Block Printing - Tradition, Cultural Preservation and Jaipur.
Block printing is an ancient art form practiced in India for centuries. Simply described, block printing is applying colour onto fabric in patterns that make up a design. It’s a traditional artform, a beautifully and intricately design of patterns on cloth. The fabric is made up into saris, kurtas and even tablecloths and curtains for the home. Artisans sometimes add stitching accents and sequin additions to the fabric.
Vibrant, fashionable and inspiring. That’s what generations of families aim for as they traditionally use block print techniques for today’s modern world. Block printing is an old technique and the skills and knowledge are being passed from generation to generation.
The city of Jaipur in Northern India is known for its block printing tradition. The capital of Rajasthan state, Jaipur was founded in 1727. Almost 300 years later world buyers and tourists continue to flock to the city to select from tens of thousands blockprinted textiles -- produced not only for the local and wider India market but for export markets, world-wide.
What is a block printed textile?
Block printed textiles are mostly handmade by artisans who have specific skills and is a manually intensive task. Textiles are printed by a stamping method using wooden blocks. The “inked” block is placed onto the fabric, given a quick thump and the design is “stamped”. Artisans require great skill to carefully place the wood block in the required position. Many blocks can make up a pattern that is repeated through the design of the item. Only one colour is used for each woodblock.
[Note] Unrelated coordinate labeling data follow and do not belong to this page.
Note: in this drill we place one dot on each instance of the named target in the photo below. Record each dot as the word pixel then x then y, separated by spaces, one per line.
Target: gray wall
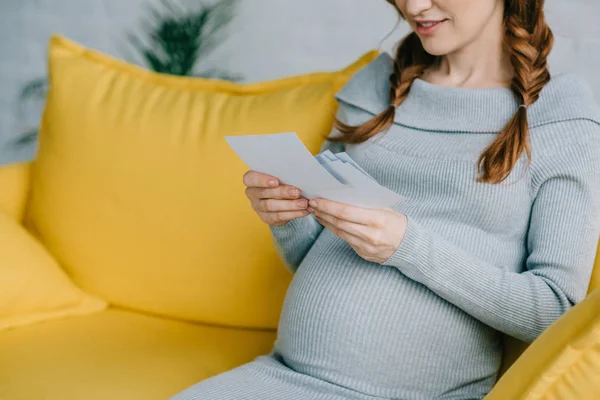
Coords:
pixel 269 39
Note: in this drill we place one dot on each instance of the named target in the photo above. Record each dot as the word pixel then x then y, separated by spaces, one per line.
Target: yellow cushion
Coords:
pixel 563 363
pixel 33 288
pixel 595 279
pixel 119 355
pixel 140 198
pixel 14 184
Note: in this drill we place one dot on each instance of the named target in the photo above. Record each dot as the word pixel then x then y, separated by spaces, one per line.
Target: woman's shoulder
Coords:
pixel 567 96
pixel 369 87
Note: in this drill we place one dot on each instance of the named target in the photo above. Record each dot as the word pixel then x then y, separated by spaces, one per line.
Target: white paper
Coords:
pixel 330 176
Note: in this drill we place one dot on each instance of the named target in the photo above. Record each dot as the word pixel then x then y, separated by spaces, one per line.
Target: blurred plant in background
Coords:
pixel 175 40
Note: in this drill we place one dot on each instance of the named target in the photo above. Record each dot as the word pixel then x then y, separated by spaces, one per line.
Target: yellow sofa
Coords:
pixel 140 327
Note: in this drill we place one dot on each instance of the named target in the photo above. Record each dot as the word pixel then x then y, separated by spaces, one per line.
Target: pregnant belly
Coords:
pixel 368 327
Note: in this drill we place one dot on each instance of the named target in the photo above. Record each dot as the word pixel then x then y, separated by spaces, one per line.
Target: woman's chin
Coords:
pixel 435 47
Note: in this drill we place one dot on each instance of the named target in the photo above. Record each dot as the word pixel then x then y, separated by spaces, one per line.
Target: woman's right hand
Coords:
pixel 275 204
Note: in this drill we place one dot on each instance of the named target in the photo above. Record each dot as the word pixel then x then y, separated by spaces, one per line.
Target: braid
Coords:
pixel 410 62
pixel 529 42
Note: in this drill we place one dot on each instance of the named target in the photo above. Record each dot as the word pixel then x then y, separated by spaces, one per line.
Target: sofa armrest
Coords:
pixel 562 362
pixel 14 187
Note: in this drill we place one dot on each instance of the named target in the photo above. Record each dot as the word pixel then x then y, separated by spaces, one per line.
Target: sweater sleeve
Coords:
pixel 293 239
pixel 561 244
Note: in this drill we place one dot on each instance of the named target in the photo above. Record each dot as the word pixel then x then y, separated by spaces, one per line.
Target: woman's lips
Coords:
pixel 427 28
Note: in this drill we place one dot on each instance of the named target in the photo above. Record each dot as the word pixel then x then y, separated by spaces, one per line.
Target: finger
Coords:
pixel 348 237
pixel 257 179
pixel 347 212
pixel 285 216
pixel 280 192
pixel 275 205
pixel 358 230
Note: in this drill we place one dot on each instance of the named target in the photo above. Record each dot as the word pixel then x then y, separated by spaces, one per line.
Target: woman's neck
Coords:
pixel 482 63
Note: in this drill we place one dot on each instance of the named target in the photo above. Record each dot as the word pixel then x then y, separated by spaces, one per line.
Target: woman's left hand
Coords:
pixel 374 234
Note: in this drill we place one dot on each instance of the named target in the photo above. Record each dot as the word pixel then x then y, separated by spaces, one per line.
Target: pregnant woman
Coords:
pixel 500 167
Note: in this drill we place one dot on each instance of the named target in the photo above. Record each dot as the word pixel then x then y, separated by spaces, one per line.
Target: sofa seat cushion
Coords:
pixel 117 354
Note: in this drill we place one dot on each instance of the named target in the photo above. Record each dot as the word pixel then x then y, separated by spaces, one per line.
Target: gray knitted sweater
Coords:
pixel 477 260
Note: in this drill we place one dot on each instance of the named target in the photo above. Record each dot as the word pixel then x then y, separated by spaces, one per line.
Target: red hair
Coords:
pixel 527 39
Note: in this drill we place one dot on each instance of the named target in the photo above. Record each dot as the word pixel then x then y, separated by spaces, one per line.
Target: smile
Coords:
pixel 428 27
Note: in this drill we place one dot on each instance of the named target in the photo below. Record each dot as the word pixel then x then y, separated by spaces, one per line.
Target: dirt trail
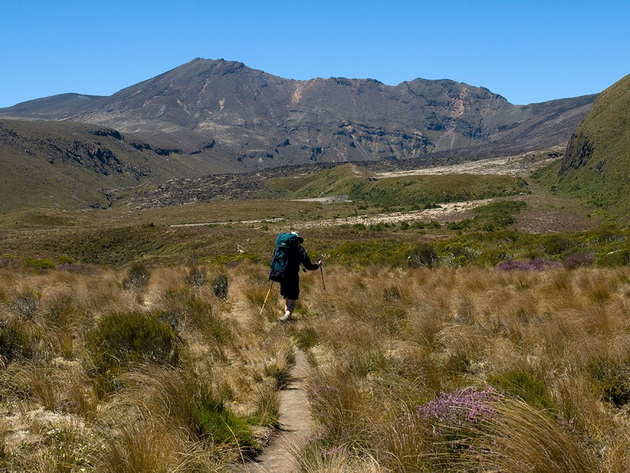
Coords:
pixel 295 423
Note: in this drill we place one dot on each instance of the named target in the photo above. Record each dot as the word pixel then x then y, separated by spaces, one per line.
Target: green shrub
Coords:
pixel 613 377
pixel 196 276
pixel 219 425
pixel 220 286
pixel 121 339
pixel 26 303
pixel 526 386
pixel 15 341
pixel 423 255
pixel 38 265
pixel 137 277
pixel 306 337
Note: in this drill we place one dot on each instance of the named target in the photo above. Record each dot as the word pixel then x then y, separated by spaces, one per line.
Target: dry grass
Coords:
pixel 389 342
pixel 382 344
pixel 150 418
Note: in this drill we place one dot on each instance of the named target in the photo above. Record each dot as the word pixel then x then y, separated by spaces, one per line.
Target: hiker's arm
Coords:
pixel 306 261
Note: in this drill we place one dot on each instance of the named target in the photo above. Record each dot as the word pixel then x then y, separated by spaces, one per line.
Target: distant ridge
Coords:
pixel 255 120
pixel 596 164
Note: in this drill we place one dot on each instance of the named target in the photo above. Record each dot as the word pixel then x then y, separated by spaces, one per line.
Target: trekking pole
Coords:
pixel 321 270
pixel 266 297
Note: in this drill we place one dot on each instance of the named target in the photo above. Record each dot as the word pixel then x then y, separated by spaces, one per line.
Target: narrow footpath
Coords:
pixel 295 425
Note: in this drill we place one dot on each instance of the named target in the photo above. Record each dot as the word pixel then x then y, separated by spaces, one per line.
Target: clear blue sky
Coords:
pixel 527 51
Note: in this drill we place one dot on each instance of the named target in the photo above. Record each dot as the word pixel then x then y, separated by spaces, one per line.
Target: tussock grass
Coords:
pixel 385 346
pixel 196 392
pixel 388 343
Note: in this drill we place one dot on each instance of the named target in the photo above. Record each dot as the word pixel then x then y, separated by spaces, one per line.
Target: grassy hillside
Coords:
pixel 597 161
pixel 362 186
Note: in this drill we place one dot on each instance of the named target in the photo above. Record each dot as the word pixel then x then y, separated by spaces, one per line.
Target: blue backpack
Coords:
pixel 287 245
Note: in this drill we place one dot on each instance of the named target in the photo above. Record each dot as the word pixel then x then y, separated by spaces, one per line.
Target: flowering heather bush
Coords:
pixel 537 264
pixel 579 259
pixel 459 408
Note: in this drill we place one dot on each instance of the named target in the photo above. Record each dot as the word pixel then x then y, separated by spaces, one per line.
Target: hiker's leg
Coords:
pixel 290 290
pixel 289 305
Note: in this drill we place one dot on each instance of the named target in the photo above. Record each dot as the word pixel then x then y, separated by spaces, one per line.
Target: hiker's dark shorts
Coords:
pixel 290 287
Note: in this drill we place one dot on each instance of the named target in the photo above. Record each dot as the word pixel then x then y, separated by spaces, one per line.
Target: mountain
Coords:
pixel 243 119
pixel 596 164
pixel 73 165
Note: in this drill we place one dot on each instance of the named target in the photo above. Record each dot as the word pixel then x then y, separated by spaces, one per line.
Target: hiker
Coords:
pixel 285 268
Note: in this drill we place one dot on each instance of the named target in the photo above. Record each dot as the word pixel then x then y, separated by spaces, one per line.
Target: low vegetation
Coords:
pixel 135 370
pixel 411 369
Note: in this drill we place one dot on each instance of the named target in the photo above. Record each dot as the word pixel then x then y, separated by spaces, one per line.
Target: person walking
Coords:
pixel 290 282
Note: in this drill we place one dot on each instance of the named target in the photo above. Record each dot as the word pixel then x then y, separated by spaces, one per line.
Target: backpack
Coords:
pixel 286 248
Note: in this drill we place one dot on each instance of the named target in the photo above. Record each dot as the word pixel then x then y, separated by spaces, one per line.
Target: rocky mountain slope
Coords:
pixel 74 165
pixel 250 120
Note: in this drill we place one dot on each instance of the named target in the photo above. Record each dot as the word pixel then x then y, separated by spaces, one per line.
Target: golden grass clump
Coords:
pixel 411 370
pixel 550 344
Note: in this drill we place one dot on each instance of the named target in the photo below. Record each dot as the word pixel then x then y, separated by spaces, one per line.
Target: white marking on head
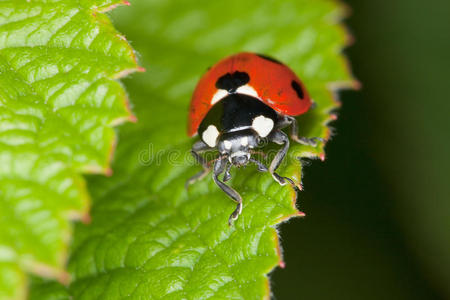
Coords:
pixel 262 125
pixel 239 153
pixel 244 141
pixel 227 144
pixel 210 135
pixel 247 90
pixel 219 95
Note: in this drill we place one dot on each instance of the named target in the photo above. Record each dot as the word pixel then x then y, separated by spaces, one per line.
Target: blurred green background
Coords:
pixel 378 209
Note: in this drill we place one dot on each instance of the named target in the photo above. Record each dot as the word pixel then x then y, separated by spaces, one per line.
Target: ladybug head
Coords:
pixel 237 144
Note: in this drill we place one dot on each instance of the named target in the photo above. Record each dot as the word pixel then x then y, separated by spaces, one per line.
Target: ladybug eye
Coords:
pixel 298 89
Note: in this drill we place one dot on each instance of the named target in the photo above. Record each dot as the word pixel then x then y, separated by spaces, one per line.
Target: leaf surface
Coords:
pixel 58 103
pixel 150 237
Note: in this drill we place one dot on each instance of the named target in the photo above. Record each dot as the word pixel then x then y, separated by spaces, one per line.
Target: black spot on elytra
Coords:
pixel 298 89
pixel 270 58
pixel 231 82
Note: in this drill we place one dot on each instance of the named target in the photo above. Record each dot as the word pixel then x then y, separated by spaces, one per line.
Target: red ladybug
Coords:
pixel 242 100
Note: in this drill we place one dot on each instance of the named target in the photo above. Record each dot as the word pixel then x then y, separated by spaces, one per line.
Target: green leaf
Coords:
pixel 58 103
pixel 150 238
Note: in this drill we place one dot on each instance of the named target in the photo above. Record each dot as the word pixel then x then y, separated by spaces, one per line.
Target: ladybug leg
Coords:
pixel 197 148
pixel 227 175
pixel 261 166
pixel 279 138
pixel 301 140
pixel 219 167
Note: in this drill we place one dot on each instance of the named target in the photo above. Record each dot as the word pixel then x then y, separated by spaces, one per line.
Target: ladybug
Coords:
pixel 238 103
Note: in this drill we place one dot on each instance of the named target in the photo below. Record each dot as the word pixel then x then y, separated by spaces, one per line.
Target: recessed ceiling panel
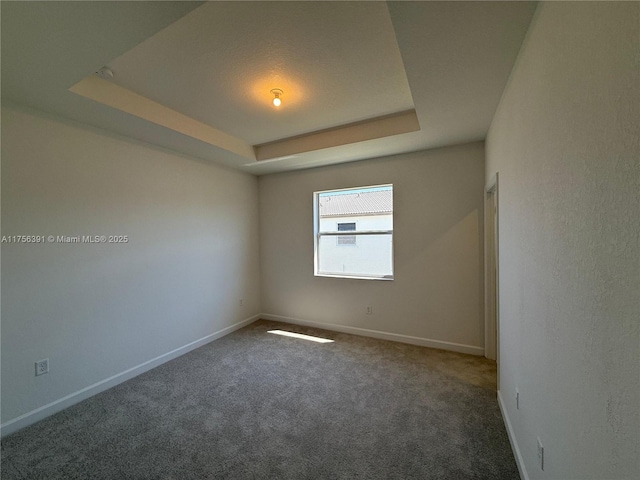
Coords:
pixel 337 63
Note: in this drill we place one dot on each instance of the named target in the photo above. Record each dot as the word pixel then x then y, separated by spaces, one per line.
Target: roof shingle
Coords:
pixel 363 203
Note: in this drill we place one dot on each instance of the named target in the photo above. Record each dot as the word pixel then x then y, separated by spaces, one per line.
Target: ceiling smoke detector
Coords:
pixel 276 92
pixel 105 73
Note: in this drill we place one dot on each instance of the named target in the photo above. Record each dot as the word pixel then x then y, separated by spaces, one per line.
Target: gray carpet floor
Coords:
pixel 254 405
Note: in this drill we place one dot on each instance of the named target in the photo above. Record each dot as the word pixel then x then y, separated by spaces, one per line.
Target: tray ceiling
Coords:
pixel 360 79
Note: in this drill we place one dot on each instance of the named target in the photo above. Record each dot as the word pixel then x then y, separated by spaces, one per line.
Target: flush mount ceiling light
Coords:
pixel 276 92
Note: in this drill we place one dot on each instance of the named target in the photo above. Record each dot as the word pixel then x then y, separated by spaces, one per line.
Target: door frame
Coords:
pixel 491 263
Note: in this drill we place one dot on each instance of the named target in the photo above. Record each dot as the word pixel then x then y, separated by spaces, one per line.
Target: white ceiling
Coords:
pixel 195 77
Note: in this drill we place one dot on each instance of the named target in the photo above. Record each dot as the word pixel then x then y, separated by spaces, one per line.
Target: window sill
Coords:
pixel 356 277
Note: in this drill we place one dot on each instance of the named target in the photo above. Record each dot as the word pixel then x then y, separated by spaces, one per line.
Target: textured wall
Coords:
pixel 438 214
pixel 565 141
pixel 98 310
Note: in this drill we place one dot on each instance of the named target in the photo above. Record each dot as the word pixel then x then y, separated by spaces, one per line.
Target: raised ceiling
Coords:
pixel 361 79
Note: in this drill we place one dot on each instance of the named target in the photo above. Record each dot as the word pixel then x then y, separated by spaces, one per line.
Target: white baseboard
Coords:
pixel 395 337
pixel 65 402
pixel 512 439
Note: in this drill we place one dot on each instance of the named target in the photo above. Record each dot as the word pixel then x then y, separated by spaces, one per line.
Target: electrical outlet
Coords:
pixel 540 453
pixel 42 367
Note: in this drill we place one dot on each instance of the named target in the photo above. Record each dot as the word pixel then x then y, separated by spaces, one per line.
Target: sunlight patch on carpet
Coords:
pixel 301 336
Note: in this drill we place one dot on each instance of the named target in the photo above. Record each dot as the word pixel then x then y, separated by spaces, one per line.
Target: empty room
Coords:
pixel 320 240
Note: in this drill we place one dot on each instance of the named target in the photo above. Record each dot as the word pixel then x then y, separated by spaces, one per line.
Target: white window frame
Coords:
pixel 317 235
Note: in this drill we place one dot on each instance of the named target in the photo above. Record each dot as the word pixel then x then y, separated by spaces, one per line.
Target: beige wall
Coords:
pixel 565 142
pixel 98 310
pixel 436 296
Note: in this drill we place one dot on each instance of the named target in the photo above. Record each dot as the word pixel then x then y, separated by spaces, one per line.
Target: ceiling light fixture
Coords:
pixel 276 92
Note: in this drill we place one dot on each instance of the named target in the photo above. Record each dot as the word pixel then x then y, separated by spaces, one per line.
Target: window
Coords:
pixel 367 214
pixel 346 239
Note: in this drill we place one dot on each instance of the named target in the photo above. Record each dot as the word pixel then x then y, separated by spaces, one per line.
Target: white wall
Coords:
pixel 565 141
pixel 97 310
pixel 438 214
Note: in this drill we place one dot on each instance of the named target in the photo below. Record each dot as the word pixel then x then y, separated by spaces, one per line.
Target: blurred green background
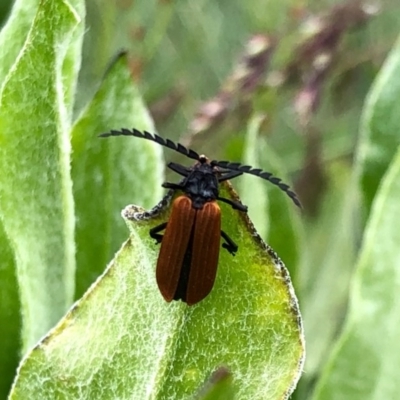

The wooden blocks are also handmade. These are hand carved into the intricate patterns that are used to form the design.
There are different block print techniques that involve applying paint or dye on the wooden block then applying or stamping it to a piece of fabric, which may or may not have a based colour that is dyed.
Direct Block Printing is the main technique where the cotton or silk cloth is bleached then the fabric is dyed to a desired base colour. The carved wooden blocks are used to create the design on top of the base colour.
Resist Printing is another technique similar to direct printing, only the cloth is dyed to create effect before the block print. Areas that are to be protected from the dye are covered with a mixture of clay and resin. Once the dye is washed it spreads into the protected areas through cracks, producing a rippled effect of colour. The direct Block printing method is then used to create further patterns.
Discharge Printing is a third technique where the cloth is dyed and then a chemical is used to remove the dye from the portions that are to have designs in a different colour. These portions can be treated so they can be re-dyed in different colours.
Once block printed, the fabric is next cut and sewn, then made up into clothes tablecloths, bed linen, and accessories such as scarves or this yoga mat bag, pictured below.
While block printing is popular in many parts of India, Jaipur is particularly famous for its variety of different block printed textiles, especially as it is the largest trade centre for such textiles in India.
Fair Go Trading has sourced block print textiles from Fair Trade suppliers in and around the Jaipur region in Rajahastan. Through our supply chain we are ensuring a safe working environment and a sustainable wage for their artisans.
This traditional art form contributes to cultural preservation of the Block printing technique, while bringing to our homes wonderful and unique fashion and homewares through our Fair Trade work.